Hundreds of Serbian students clashed with police on Tuesday during a protest against a police raid on Belgrade University offices, sparking tensions between authorities and anti-government activists that have erupted regularly for more than a year.
Crowds in downtown Belgrade clashed with police, who used rubber batons to disperse demonstrators chanting “dogs” and “traitors,” according to a Reuters witness. Police said the search of Belgrade University offices was part of an investigation into the death of a 25-year-old student last Friday after she fell from a window in a nearby faculty building.
University Rector Vladan Djokic later told the crowd of protesters that police entered the building without a valid legal explanation, searching for documents and seizing computers.

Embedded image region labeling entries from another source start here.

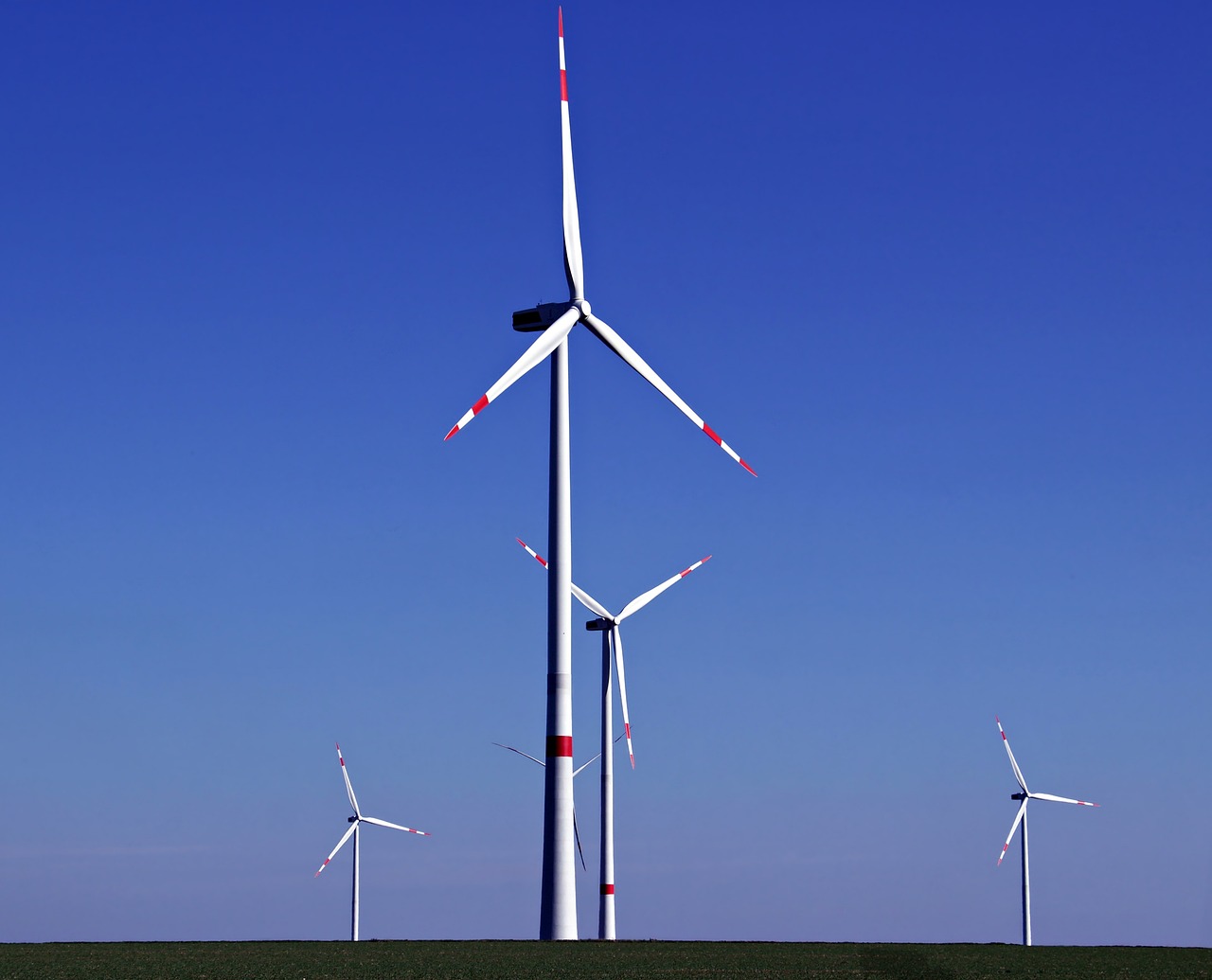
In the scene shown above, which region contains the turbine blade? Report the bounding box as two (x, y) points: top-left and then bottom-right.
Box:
(611, 624), (635, 769)
(1031, 793), (1098, 807)
(560, 8), (585, 299)
(572, 804), (589, 871)
(337, 742), (363, 816)
(516, 538), (612, 620)
(443, 307), (580, 441)
(492, 741), (547, 775)
(572, 739), (600, 775)
(997, 799), (1026, 867)
(312, 820), (358, 879)
(615, 555), (711, 623)
(363, 816), (432, 837)
(581, 312), (758, 476)
(994, 715), (1030, 793)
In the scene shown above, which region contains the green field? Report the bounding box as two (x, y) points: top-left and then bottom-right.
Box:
(0, 941), (1212, 980)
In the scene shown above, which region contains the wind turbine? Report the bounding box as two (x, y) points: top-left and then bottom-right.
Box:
(515, 538), (711, 939)
(994, 715), (1098, 946)
(446, 9), (757, 939)
(315, 744), (429, 942)
(492, 741), (611, 871)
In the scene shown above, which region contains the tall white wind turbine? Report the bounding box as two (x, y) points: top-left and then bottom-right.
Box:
(515, 538), (711, 939)
(446, 9), (757, 939)
(315, 744), (429, 942)
(994, 715), (1098, 946)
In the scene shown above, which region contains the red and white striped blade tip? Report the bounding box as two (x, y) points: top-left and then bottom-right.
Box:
(514, 538), (546, 568)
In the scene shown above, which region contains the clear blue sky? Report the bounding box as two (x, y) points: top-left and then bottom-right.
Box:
(0, 1), (1212, 945)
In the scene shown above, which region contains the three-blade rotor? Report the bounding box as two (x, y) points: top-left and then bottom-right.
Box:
(994, 716), (1098, 864)
(514, 538), (711, 769)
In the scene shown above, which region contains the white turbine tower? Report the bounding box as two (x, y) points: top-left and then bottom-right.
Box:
(446, 9), (757, 939)
(315, 744), (429, 942)
(515, 538), (711, 939)
(994, 715), (1098, 946)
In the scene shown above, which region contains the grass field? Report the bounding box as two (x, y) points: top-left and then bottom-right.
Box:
(0, 941), (1212, 980)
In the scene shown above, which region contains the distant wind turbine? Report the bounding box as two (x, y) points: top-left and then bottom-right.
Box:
(315, 744), (429, 942)
(515, 538), (711, 939)
(492, 741), (611, 871)
(994, 715), (1098, 946)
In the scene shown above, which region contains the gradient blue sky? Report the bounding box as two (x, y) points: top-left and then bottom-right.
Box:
(0, 3), (1212, 945)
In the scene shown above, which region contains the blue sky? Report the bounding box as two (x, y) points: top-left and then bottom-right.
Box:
(0, 3), (1212, 945)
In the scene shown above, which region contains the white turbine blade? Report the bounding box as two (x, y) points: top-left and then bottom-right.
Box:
(513, 538), (614, 620)
(615, 555), (711, 623)
(581, 312), (758, 476)
(997, 799), (1026, 867)
(1031, 793), (1098, 807)
(492, 741), (547, 775)
(560, 8), (585, 299)
(572, 804), (589, 871)
(994, 715), (1030, 793)
(572, 751), (600, 775)
(363, 816), (430, 837)
(312, 820), (358, 879)
(611, 624), (635, 769)
(443, 307), (580, 441)
(337, 742), (363, 818)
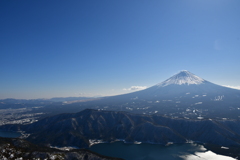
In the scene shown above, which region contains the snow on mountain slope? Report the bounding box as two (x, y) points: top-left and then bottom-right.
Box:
(156, 70), (207, 87)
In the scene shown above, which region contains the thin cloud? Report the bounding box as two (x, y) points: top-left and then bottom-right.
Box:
(123, 86), (147, 91)
(223, 85), (240, 90)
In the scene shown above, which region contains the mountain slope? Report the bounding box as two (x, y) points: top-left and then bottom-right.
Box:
(13, 109), (240, 148)
(68, 71), (240, 119)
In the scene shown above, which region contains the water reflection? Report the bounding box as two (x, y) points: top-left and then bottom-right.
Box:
(90, 142), (234, 160)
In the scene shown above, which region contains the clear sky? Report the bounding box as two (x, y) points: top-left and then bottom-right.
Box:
(0, 0), (240, 99)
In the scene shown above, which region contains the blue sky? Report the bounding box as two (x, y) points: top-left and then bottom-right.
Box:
(0, 0), (240, 99)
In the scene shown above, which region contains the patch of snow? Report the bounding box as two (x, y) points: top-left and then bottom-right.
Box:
(156, 71), (205, 87)
(180, 151), (236, 160)
(221, 146), (229, 149)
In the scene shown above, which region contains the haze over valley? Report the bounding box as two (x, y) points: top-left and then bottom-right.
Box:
(0, 0), (240, 160)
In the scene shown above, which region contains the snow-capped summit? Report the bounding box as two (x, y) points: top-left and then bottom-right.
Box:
(157, 70), (206, 87)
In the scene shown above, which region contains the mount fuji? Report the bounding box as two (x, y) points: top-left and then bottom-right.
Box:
(72, 70), (240, 119)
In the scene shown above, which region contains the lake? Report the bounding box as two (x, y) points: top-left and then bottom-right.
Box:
(90, 142), (235, 160)
(0, 131), (21, 138)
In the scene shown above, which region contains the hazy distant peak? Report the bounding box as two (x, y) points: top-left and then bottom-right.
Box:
(157, 70), (205, 87)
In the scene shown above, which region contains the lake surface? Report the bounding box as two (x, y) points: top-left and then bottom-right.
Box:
(90, 142), (235, 160)
(0, 131), (21, 138)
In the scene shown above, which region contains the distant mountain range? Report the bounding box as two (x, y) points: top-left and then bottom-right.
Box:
(68, 71), (240, 119)
(1, 109), (240, 148)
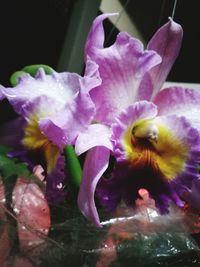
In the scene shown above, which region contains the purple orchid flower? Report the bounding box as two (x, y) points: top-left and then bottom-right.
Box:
(0, 60), (101, 202)
(75, 14), (200, 227)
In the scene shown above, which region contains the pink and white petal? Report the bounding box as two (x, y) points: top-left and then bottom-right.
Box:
(12, 177), (51, 253)
(147, 18), (183, 98)
(1, 68), (81, 114)
(78, 147), (110, 227)
(39, 88), (95, 147)
(154, 87), (200, 131)
(21, 95), (60, 122)
(75, 124), (113, 155)
(0, 85), (5, 100)
(111, 101), (157, 161)
(86, 13), (161, 124)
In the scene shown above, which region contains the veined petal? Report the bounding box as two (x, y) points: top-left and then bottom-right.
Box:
(75, 124), (112, 155)
(1, 68), (82, 114)
(78, 147), (110, 227)
(0, 85), (4, 100)
(0, 118), (25, 147)
(22, 96), (60, 173)
(147, 18), (183, 98)
(154, 87), (200, 131)
(39, 81), (95, 147)
(85, 15), (161, 124)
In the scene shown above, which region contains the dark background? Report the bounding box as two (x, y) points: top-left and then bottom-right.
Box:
(0, 0), (200, 122)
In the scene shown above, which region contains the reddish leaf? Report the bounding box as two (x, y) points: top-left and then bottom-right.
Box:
(0, 177), (11, 267)
(12, 177), (50, 253)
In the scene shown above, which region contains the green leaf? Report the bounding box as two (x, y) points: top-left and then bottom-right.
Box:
(10, 64), (54, 86)
(0, 146), (31, 179)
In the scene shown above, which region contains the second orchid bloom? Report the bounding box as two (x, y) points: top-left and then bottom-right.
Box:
(76, 14), (200, 227)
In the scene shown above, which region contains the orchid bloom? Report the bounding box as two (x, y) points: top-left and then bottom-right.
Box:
(75, 14), (200, 227)
(0, 61), (101, 201)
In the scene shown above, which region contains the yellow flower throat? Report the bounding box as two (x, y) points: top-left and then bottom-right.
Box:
(123, 120), (188, 180)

"You can raid university premises, but you can't raid people's consciences," he told the cheering crowd.
Dragan Vasiljevic, director of the Serbian police, said that officers were acting on a court order when they entered the university offices to search for evidence related to the student's death.
He told a press conference in Belgrade that police had found fireworks, radios, gas masks, banners and first aid supplies during the search.
Anti-government protests have gripped Serbia since December 2024, a month after 16 people died when a tent collapsed at a railway station in the northern Serbian city of Novi Sad. Protesters and opposition leaders have accused Serbia's populist President Aleksandar Vučić and his allies of widespread corruption, links to organized crime, violence against political opponents and a crackdown on media freedom.